У Зои появилась работа на неполную ставку. Она казалась полностью поглощенной своими делами по университетской программе. Наполеон внимательно наблюдал за ней, но знал: опасаться нечего, она была в порядке. Как-то утром, примерно через неделю после возвращения из пансионата, он остановился у двери ванной и услышал прекрасный звук, какого не слышал три года, – его дочь, фальшивя, пела под душем.
– Мистер Маркони? – сказала невысокая блондинка, немного напоминавшая ему Фрэнсис Уэлти. – Меня зовут Эллисон.
Она провела его в кабинет, указала на стул у кофейного столика, на котором лежала книга о планировке сада и коробка салфеток с запахом алоэ.
Наполеон не стал тратить время на пустые слова. Времени у него не было.
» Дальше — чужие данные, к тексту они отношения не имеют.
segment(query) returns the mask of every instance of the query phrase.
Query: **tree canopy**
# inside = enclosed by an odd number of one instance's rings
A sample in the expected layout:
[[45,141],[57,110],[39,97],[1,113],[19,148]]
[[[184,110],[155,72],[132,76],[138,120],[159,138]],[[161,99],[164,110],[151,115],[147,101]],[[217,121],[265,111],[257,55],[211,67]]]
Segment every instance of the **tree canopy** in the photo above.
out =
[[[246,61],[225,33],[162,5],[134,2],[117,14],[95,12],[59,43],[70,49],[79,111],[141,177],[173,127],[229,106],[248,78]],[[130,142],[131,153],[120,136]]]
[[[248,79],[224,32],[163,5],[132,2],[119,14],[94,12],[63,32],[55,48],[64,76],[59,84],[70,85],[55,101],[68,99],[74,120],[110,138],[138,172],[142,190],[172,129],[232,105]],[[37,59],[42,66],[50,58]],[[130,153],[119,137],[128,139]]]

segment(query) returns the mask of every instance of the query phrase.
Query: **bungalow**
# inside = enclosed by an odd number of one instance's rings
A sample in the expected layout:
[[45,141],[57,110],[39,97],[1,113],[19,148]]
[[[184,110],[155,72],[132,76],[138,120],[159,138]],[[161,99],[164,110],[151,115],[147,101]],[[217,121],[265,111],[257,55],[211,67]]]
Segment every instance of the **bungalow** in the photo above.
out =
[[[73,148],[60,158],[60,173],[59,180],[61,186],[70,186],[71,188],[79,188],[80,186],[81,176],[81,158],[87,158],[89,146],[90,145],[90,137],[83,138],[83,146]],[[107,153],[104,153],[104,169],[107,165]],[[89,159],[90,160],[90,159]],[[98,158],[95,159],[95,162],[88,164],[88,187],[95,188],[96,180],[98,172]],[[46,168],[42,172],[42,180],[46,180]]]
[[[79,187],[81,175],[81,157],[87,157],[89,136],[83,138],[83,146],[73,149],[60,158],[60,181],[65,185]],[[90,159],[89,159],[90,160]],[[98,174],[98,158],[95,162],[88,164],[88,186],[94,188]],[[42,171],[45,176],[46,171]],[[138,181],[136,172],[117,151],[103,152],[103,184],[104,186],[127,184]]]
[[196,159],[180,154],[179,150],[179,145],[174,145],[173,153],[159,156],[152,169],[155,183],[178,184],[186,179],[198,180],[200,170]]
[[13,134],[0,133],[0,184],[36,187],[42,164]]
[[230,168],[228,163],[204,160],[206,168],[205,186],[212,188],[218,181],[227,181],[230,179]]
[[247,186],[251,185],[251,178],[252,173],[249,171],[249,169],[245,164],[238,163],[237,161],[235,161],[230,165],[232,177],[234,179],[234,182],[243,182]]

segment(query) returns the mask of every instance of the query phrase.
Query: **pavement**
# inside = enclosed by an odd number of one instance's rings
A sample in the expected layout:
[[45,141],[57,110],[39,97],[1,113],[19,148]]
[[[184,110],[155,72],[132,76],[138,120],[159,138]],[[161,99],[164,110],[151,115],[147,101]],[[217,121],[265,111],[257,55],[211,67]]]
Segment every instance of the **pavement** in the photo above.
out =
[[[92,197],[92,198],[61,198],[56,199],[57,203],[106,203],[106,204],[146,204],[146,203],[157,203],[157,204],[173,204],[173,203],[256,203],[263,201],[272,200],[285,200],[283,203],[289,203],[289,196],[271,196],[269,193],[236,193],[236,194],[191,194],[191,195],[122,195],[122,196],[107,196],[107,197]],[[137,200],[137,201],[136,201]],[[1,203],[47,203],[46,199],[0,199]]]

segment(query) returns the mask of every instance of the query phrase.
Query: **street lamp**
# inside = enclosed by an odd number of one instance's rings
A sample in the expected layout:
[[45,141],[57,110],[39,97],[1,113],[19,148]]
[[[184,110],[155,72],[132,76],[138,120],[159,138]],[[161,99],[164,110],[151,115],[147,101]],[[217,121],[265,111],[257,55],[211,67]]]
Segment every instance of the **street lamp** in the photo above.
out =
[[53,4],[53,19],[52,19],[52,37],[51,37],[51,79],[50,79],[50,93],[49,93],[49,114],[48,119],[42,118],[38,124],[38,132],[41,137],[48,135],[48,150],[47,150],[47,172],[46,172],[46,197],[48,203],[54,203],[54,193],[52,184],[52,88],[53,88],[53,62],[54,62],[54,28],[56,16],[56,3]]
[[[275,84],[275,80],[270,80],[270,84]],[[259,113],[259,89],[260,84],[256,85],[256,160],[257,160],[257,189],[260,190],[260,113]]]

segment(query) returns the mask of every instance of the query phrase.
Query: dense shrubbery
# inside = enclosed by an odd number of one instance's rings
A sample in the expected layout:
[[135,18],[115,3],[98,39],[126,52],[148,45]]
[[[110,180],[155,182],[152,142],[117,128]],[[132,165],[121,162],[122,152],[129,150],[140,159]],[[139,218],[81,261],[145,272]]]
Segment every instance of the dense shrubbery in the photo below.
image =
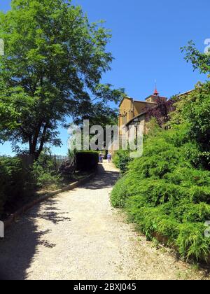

Он рассказал ей про Зака. Рассказал про наркотики, которые принимал в «Транквиллум-хаусе», про то, что с тех пор борется с состоянием, которое называет депрессией. Он сказал, что его врач прописал антидепрессанты, что ему, вероятно, и в самом деле требуются антидепрессанты, но иногда трудно выбрать правильную дозировку, это не точная наука, он понимал и принимал это во внимание; он провел исследование, ему известны названия всех брендов, все побочные эффекты, он составил сводную таблицу, если ее интересует, он может показать, и он знал, что иногда в начальный период пациенты не чувствуют улучшения, напротив, им становится только хуже, у них появляются суицидальные мысли, и он понимает это, потому что встречал людей, которые тоже потеряли члена семьи, и, может быть, его сын имел такую же чувствительность, он этого не знал, но он был уверен, что эти люди в пансионате преследовали благие цели, и, вполне вероятно, его депрессия наступила бы в любом случае. Но он чувствовал, что он, вероятно, единственный из всех, кто находился в той комнате, кому категорически, ни в коем случае нельзя было давать коктейль с наркотиком.
А потом Наполеон, устав до изнеможения, сказал:
– Эллисон, я в ужасе оттого, что я…
Она не стала просить его закончить предложение.
Она протянула руку над кофейным столиком и прикоснулась пальцами к его руке:
– Мы теперь одна команда, Наполеон. Вы и я – мы команда, мы разработаем стратегию, и мы справимся с этим. Договорились? – В ее взгляде читалась убежденность и сила старого футбольного тренера. – Мы справимся с этим. Мы победим.
Два месяца спустя
Фрэнсис и Тони отправились на прогулку, находясь в разных штатах, разделенные расстоянием в девятьсот километров.
У них вошло в привычку составлять друг другу компанию, отправляясь на прогулку каждый по своим окрестностям.
Поначалу они ходили, прижимая телефоны к уху, но потом Мими, дочь Тони, сказала, что им лучше пользоваться наушниками, и теперь после разговора у них больше не болели уши, и они даже могли удлинить совместные прогулки.
– Ты уже дошла до своего крутого склона? – спросил Тони.
– Дошла, – ответила Фрэнсис. – Но ты послушай мое дыхание! Никакой одышки.
– Ты просто первоклассная спортсменка, – сказал Тони. – Уже убила кого-нибудь?
– Да, – ответила Фрэнсис. – Вчера. Впервые убила своего героя. Но он, безусловно, заслужил это.